# Exploratory Data Analysis - Insurance Risk Analytics

This notebook contains exploratory data analysis for the insurance risk analytics project.


In [None]:
import pandas as pd
import numpy as np
import matplotlib.pyplot as plt
import seaborn as sns
from pathlib import Path
import sys

# Add src to path
sys.path.append(str(Path('..') / 'src'))

from utils.config import RAW_DATA_DIR, PROCESSED_DATA_DIR


## Load Data


In [None]:
# Load raw data
data_path = RAW_DATA_DIR / 'insurance.csv'

if data_path.exists():
    df = pd.read_csv(data_path)
    print(f"Data loaded: {df.shape}")
    print(df.head())
else:
    print(f"Data file not found at {data_path}")
    print("Please add insurance.csv to data/raw/ and track with DVC")


## Data Overview


In [None]:
if 'df' in locals() and not df.empty:
    print("Dataset Info:")
    print(df.info())
    print("\nSummary Statistics:")
    print(df.describe())
    print("\nMissing Values:")
    print(df.isnull().sum())


## Visualizations

Create your EDA visualizations here.
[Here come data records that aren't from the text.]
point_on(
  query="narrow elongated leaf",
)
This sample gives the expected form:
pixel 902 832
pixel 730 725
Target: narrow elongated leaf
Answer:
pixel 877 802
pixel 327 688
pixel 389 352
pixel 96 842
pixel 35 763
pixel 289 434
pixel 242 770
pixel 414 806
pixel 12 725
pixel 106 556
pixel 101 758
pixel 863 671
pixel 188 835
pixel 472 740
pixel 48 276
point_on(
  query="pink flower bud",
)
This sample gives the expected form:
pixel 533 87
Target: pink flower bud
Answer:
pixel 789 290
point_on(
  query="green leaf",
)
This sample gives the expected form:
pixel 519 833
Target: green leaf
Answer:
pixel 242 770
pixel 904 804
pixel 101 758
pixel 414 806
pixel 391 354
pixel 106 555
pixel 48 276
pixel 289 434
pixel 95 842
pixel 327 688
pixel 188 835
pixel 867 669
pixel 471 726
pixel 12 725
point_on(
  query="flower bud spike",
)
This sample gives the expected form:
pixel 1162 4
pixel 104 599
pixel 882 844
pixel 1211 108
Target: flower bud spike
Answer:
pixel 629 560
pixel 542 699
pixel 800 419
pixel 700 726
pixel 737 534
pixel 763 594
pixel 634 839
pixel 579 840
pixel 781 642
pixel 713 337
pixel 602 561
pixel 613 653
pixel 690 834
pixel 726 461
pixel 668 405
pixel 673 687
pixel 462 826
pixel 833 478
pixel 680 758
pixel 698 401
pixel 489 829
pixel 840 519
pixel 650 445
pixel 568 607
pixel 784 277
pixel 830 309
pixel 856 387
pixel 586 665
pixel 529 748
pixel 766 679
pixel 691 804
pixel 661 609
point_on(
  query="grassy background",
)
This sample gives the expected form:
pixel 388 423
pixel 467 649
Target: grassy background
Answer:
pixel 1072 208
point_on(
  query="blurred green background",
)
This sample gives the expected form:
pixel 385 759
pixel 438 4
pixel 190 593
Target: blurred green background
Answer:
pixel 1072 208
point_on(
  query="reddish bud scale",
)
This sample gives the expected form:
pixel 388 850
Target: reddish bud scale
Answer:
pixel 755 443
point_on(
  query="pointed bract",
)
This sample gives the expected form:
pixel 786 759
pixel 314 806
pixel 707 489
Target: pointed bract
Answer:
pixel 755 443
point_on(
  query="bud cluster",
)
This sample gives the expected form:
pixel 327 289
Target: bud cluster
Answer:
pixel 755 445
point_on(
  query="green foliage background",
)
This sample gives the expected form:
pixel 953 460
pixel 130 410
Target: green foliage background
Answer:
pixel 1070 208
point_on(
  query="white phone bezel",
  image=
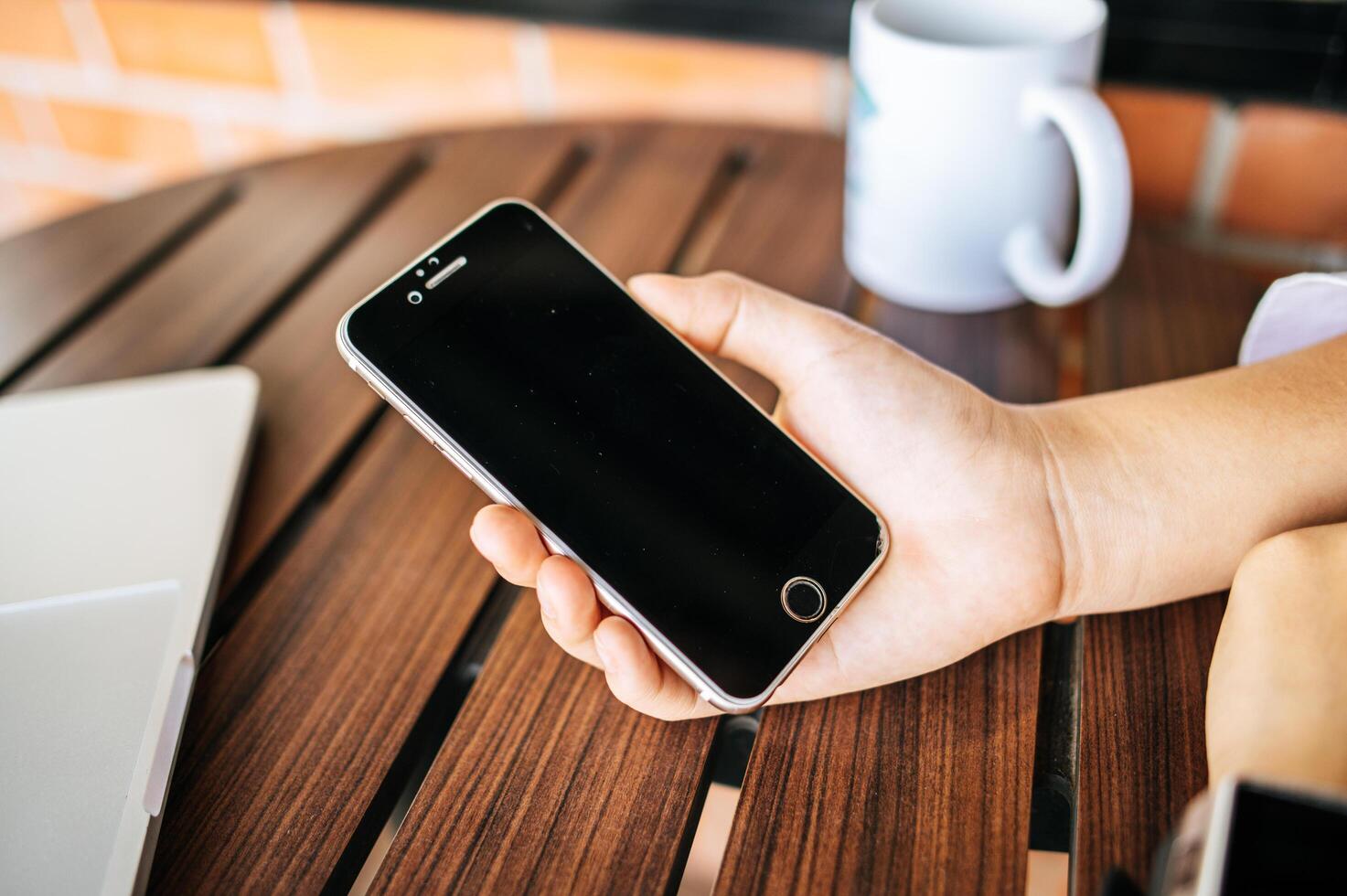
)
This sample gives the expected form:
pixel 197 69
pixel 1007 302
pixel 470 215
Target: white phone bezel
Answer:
pixel 611 597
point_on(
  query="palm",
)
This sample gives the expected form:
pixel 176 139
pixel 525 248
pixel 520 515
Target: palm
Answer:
pixel 974 551
pixel 958 478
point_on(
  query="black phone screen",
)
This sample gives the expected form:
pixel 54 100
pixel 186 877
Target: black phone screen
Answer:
pixel 663 478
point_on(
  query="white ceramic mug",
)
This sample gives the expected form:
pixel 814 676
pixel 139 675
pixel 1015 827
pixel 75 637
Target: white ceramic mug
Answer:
pixel 966 119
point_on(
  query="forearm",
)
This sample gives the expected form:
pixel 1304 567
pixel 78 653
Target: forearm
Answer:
pixel 1160 491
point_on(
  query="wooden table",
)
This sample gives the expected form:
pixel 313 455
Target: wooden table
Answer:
pixel 358 639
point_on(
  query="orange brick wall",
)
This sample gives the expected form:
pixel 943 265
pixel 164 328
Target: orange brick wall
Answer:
pixel 100 99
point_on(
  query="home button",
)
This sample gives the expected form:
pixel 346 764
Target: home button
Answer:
pixel 803 599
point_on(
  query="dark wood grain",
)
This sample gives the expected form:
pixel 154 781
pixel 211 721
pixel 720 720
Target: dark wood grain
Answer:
pixel 922 785
pixel 304 706
pixel 786 235
pixel 190 309
pixel 1142 748
pixel 311 403
pixel 369 583
pixel 544 779
pixel 546 783
pixel 50 276
pixel 621 790
pixel 919 787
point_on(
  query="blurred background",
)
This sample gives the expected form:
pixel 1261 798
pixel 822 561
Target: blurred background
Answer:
pixel 1233 110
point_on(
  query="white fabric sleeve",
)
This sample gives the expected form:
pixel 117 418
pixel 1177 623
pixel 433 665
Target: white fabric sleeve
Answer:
pixel 1296 312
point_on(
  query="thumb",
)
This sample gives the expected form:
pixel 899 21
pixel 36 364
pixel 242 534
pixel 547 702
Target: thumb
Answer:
pixel 743 321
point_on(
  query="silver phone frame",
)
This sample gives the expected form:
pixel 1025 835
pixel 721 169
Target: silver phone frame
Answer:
pixel 478 475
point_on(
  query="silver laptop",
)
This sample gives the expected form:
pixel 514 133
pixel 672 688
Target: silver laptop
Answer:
pixel 114 507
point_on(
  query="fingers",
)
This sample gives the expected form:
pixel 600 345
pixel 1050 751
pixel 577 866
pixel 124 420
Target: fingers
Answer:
pixel 569 606
pixel 575 620
pixel 731 315
pixel 637 677
pixel 508 539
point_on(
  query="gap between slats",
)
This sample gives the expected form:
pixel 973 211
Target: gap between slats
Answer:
pixel 365 852
pixel 251 581
pixel 209 210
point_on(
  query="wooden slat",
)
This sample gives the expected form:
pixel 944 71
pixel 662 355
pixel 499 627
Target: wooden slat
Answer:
pixel 311 403
pixel 53 275
pixel 302 709
pixel 631 209
pixel 1142 748
pixel 922 785
pixel 197 304
pixel 786 238
pixel 314 690
pixel 544 781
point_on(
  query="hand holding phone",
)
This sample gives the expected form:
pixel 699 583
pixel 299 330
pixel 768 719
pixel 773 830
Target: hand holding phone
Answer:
pixel 677 535
pixel 974 555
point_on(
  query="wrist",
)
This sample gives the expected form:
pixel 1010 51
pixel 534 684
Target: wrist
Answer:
pixel 1079 475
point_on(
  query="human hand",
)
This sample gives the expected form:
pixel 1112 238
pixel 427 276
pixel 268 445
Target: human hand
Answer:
pixel 959 478
pixel 1278 688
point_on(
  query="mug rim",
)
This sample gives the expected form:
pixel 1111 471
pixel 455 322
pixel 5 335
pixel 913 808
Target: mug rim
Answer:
pixel 1098 17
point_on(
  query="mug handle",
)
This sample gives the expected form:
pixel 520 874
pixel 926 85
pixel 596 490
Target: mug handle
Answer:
pixel 1105 176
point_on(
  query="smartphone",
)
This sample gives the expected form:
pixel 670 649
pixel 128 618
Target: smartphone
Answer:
pixel 518 356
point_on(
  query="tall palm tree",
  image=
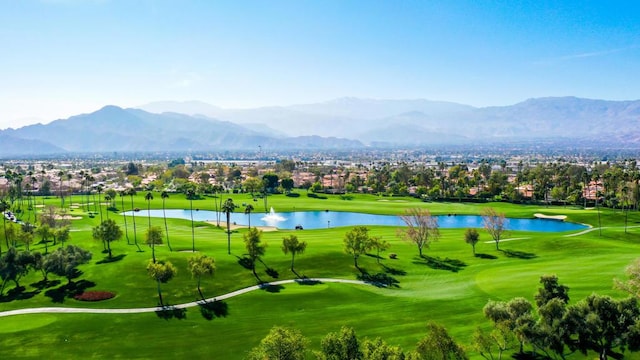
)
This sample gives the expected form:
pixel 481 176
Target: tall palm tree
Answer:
pixel 191 194
pixel 248 210
pixel 122 194
pixel 132 192
pixel 99 189
pixel 149 197
pixel 164 195
pixel 228 208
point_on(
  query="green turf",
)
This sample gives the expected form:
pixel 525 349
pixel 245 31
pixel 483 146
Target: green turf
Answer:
pixel 452 294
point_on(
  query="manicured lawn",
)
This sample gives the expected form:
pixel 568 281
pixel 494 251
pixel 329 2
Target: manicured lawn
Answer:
pixel 450 286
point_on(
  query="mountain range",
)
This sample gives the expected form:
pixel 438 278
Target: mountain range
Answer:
pixel 345 123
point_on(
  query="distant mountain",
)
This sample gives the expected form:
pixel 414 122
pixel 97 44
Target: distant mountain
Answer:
pixel 418 121
pixel 115 129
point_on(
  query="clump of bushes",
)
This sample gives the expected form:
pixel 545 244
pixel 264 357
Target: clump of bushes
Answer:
pixel 94 296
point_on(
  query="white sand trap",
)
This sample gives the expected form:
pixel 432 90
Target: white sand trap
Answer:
pixel 551 217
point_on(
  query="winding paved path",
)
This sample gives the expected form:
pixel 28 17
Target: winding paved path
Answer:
pixel 56 310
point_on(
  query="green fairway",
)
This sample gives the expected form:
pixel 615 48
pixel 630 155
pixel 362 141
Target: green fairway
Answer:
pixel 450 286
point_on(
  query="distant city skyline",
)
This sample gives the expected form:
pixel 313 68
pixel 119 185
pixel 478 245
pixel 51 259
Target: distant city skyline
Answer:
pixel 67 57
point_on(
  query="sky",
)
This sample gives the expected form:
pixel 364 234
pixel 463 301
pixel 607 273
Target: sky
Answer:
pixel 60 58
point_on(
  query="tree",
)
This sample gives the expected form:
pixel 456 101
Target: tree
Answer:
pixel 228 207
pixel 201 265
pixel 65 261
pixel 342 345
pixel 438 344
pixel 165 195
pixel 280 344
pixel 153 236
pixel 357 242
pixel 190 195
pixel 132 192
pixel 247 210
pixel 107 232
pixel 494 223
pixel 13 265
pixel 471 237
pixel 291 244
pixel 161 272
pixel 254 248
pixel 422 228
pixel 380 245
pixel 632 285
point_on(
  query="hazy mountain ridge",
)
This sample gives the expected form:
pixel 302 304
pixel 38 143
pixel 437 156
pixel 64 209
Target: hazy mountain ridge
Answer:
pixel 403 122
pixel 345 123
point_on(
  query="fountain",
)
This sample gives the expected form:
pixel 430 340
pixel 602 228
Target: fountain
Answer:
pixel 272 218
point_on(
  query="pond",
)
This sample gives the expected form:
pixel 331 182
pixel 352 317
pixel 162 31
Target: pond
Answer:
pixel 325 219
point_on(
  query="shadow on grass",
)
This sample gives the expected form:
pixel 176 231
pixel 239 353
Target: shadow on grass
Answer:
pixel 519 254
pixel 169 312
pixel 486 256
pixel 44 284
pixel 271 288
pixel 69 290
pixel 18 293
pixel 213 309
pixel 108 260
pixel 393 271
pixel 309 282
pixel 378 279
pixel 437 263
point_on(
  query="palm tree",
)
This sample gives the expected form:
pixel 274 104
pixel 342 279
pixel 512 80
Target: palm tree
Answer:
pixel 99 189
pixel 132 192
pixel 228 208
pixel 191 194
pixel 4 206
pixel 164 195
pixel 248 210
pixel 123 193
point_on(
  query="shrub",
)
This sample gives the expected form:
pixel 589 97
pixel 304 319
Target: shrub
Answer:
pixel 94 296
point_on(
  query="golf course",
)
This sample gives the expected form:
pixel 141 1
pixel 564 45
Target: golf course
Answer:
pixel 391 295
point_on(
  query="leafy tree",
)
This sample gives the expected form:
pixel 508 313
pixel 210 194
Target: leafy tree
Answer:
pixel 291 244
pixel 65 261
pixel 165 195
pixel 280 344
pixel 438 344
pixel 153 236
pixel 421 228
pixel 161 272
pixel 13 265
pixel 494 223
pixel 357 242
pixel 107 232
pixel 632 285
pixel 201 265
pixel 254 248
pixel 228 207
pixel 340 345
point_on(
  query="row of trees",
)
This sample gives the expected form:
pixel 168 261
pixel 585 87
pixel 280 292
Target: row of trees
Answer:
pixel 557 329
pixel 284 343
pixel 63 262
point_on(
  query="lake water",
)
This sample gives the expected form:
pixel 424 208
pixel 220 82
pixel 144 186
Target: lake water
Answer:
pixel 324 219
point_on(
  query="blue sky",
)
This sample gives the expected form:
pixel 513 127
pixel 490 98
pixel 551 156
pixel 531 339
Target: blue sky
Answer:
pixel 64 57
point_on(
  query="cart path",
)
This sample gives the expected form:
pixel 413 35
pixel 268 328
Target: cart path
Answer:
pixel 57 310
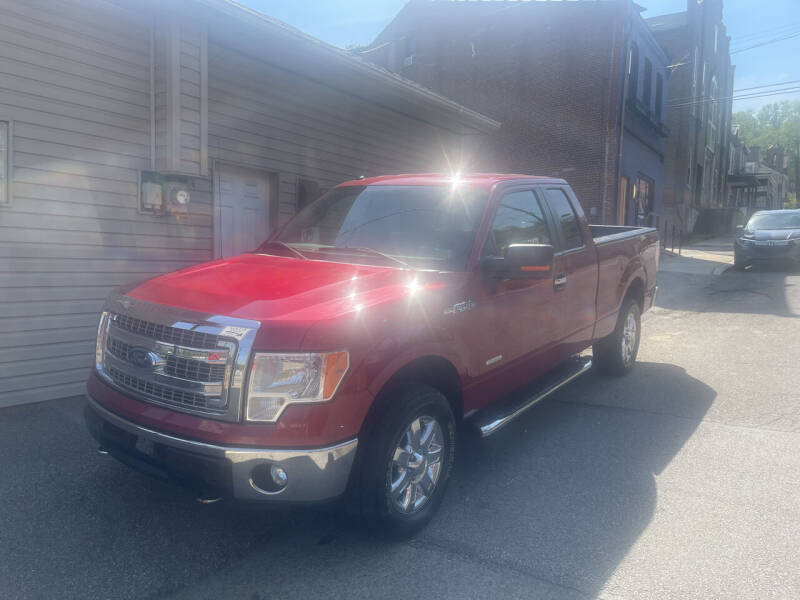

Aim for at least 3 creative plots that provide insights.


In [None]:
# Example: Distribution plot
if 'df' in locals() and not df.empty and 'charges' in df.columns:
    plt.figure(figsize=(12, 6))
    df['charges'].hist(bins=50, edgecolor='black')
    plt.title('Distribution of Insurance Charges', fontsize=14, fontweight='bold')
    plt.xlabel('Charges ($)', fontsize=12)
    plt.ylabel('Frequency', fontsize=12)
    plt.tight_layout()
    plt.show()


## Hypothesis Testing

Perform hypothesis tests to identify low-risk groups.


In [None]:
from scipy import stats

# Example hypothesis test
if 'df' in locals() and not df.empty:
    if 'smoker' in df.columns and 'charges' in df.columns:
        smoker_charges = df[df['smoker'] == 'yes']['charges'] if 'yes' in df['smoker'].values else pd.Series()
        non_smoker_charges = df[df['smoker'] == 'no']['charges'] if 'no' in df['smoker'].values else pd.Series()
        
        if len(smoker_charges) > 0 and len(non_smoker_charges) > 0:
            t_stat, p_value = stats.ttest_ind(smoker_charges, non_smoker_charges)
            print(f"T-test: Smoker vs Non-smoker charges")
            print(f"T-statistic: {t_stat:.4f}")
            print(f"P-value: {p_value:.4f}")
            print(f"Significant: {p_value < 0.05}")


## Summary

Document your findings and insights here.